Tim Powers' Three Days to Never is a fantasy/sci-fi novel set in California in 1987, at the time of the Harmonic Convergence. It's a tale of time travel, conspiracy theories, the supernatural, and secrets--secret inventions, secret family relations, secret government and religious groups.
The novel opens with the mysterious death of Lisa Marrity on Mount Shasta. Just before her death, she calls her grandson Frank Marrity and tells him she has burned down the shed behind her house. Worried, Frank and his daughter Daphne go to check on the old woman and her home. The shed has not burned down, though it was clearly meant to, and Frank and Daphne, in their explorations of the shed, discover several artifacts of interest (Charlie Chaplin's handprints from in front of the Chinese Theater in Hollywood, letters from Albert Einstein to Lisa Marrity, and a videotape that is labelled Pee-Wee's Big Adventure but, upon viewing, is actually a lost--and very disturbing and powerful--Chaplin film). Immediately after their removal of these items, rival groups close in on the father and daughter, each group trying to retrieve these various elements and recreate a lost invention of Einstein's: a time machine. In the process, the novel includes telepathic communication, time travel, out-of-body experiences, ghosts, dybbuks, explorations of alternate histories, and, of course, car chases and shoot-outs. This is all good stuff. I mean, you can't go wrong with time travel, attempted murder, and conspiracy theories, right?
Wrong.
In general, Three Days to Never is a good book. It's entertaining and certainly has a lot to keep the reader interested. But, although the jacket copy claims that this "is an exhilarating masterwork of speculative suspense," it ultimately falls short of being a masterwork (though it is frequently exhilarating and suspenseful) because the plentiful plot devices and multitude of characters overshadow the book's true potential.
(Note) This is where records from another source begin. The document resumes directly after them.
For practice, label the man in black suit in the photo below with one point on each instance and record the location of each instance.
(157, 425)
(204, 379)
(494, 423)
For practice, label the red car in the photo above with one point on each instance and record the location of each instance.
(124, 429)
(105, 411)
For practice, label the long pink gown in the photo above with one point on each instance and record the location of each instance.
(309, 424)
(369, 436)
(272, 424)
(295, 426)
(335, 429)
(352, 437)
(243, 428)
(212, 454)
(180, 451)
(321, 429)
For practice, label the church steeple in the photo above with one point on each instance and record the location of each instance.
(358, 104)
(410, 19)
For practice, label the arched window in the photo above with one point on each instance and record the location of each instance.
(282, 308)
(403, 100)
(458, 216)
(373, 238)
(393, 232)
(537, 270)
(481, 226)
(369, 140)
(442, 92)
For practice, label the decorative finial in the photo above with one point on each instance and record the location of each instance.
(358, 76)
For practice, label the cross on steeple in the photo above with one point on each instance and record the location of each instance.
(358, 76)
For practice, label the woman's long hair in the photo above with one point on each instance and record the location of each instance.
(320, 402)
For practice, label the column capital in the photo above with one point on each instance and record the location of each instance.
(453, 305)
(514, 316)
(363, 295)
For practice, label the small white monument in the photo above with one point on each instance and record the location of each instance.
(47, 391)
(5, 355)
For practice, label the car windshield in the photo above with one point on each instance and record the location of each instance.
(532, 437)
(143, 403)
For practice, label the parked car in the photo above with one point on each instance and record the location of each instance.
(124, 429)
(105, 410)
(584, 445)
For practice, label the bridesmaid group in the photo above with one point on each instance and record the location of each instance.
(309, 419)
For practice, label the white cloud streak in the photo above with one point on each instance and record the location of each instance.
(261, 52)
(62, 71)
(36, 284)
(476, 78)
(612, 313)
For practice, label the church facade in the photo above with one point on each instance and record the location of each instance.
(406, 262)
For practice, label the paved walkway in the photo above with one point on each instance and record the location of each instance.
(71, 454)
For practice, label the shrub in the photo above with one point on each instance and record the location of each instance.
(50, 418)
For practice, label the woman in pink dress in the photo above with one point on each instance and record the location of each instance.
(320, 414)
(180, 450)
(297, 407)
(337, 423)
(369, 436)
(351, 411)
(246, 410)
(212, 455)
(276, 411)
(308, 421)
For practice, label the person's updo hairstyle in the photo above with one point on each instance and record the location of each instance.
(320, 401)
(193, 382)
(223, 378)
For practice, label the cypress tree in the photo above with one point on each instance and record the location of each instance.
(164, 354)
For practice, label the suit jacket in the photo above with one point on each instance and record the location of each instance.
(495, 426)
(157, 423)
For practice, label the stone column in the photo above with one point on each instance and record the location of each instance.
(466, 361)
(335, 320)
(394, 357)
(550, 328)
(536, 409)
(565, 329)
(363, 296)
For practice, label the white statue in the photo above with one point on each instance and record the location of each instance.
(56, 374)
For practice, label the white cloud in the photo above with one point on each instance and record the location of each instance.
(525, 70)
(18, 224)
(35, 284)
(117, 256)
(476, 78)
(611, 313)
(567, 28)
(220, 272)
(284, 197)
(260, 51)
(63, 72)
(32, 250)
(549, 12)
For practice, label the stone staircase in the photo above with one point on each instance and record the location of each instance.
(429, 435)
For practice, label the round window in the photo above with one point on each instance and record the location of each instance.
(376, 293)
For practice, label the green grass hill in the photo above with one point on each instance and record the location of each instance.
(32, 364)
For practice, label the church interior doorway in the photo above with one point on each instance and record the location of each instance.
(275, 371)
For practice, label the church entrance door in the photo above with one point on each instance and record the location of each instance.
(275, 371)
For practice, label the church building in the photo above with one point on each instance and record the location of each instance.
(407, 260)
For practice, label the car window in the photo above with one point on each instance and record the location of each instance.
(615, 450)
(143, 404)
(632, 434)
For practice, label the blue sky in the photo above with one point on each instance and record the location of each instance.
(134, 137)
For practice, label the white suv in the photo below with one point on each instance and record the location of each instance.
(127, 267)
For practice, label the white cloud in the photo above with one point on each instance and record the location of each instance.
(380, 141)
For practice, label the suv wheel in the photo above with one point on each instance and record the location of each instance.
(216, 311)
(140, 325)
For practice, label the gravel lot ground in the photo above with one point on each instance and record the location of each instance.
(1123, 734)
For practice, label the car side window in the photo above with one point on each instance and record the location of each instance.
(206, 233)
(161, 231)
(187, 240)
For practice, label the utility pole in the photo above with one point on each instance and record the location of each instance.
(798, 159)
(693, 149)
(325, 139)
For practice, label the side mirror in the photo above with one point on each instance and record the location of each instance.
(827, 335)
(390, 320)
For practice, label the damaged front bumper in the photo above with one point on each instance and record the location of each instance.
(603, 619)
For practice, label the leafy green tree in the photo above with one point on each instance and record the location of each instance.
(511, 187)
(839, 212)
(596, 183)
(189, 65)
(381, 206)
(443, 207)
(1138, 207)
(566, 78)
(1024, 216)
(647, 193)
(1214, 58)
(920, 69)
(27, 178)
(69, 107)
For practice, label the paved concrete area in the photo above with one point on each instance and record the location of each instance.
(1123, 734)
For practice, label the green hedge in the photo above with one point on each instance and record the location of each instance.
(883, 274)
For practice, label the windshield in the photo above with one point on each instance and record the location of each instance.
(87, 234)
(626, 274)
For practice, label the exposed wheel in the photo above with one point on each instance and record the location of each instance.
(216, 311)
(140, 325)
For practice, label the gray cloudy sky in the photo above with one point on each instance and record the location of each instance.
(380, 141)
Tim Powers provides the reader with lots of characters to keep track of, all of whom have a backstory. Mostly, this is a good thing. The characters are interesting, both individually and in combination, and this creates a nicely complex tapestry of interests and motivations to help drive the plot forward. But after 300-400 pages, trying to keep track of all the characters and their backstories becomes a bit tiring. Furthermore, most characters don't develop much past their initial backstory. There are intriguing hints of what has led characters to be who they are or glimpses of even more interesting bits of their history, but there is not enough of this. Powers has had to sacrifice depth of character for breadth of coverage.
Even worse, by the end of the novel, as a result of the multiple narratives that have been introduced, Powers seems to be left with little choice but to focus on wrapping up the various plots while shortchanging the more interesting thematic elements that have been briefly raised throughout.
The book is most interesting, not in its intricate plot development or suspenseful unfolding of connections, but in its exploration of larger themes: How do we deal with regret for past actions? What are the consequences of changing the past? How will we--and the larger world--be changed? Can we really know which timeline, which choices, are best for us? More important, how much choice do any of us really have? And finally, what obligation do we have toward our family, toward the past, toward the future?
One character in the novel says to Frank, "Choices! You don't get choices, you get . . . situations that you react to--the actual cumulative you reacts, with whatever half-ass wiring you've got at the time, not some hovering "soul." You're a mercury switch--if the spring tilts you to the right degree, you complete a circuit, and if it's got metal fatigue, it tilts you less, and you don't. You don't have free will, sonny. . . . If a scientist could know every last detail of your physiology and life experiences, he could predict with absolute accuracy every "choice" you'd make in any moral quandary" (356).
At its best, when at its closest to being a masterwork, Three Days to Never is an attempt to deal with this statement and the questions it raises. More often, the novel is a thriller (a good thriller, to be sure--I don't want to undersell it), but only a thriller. It's a thriller with pretensions to greatness. It gestures toward such fascinating questions and I had high hopes that this would be a novel that manages to be both a pageturner and a head-scratcher. In the end, though, the balance skews to plot over theme and Three Days to Never becomes more thriller than thinker.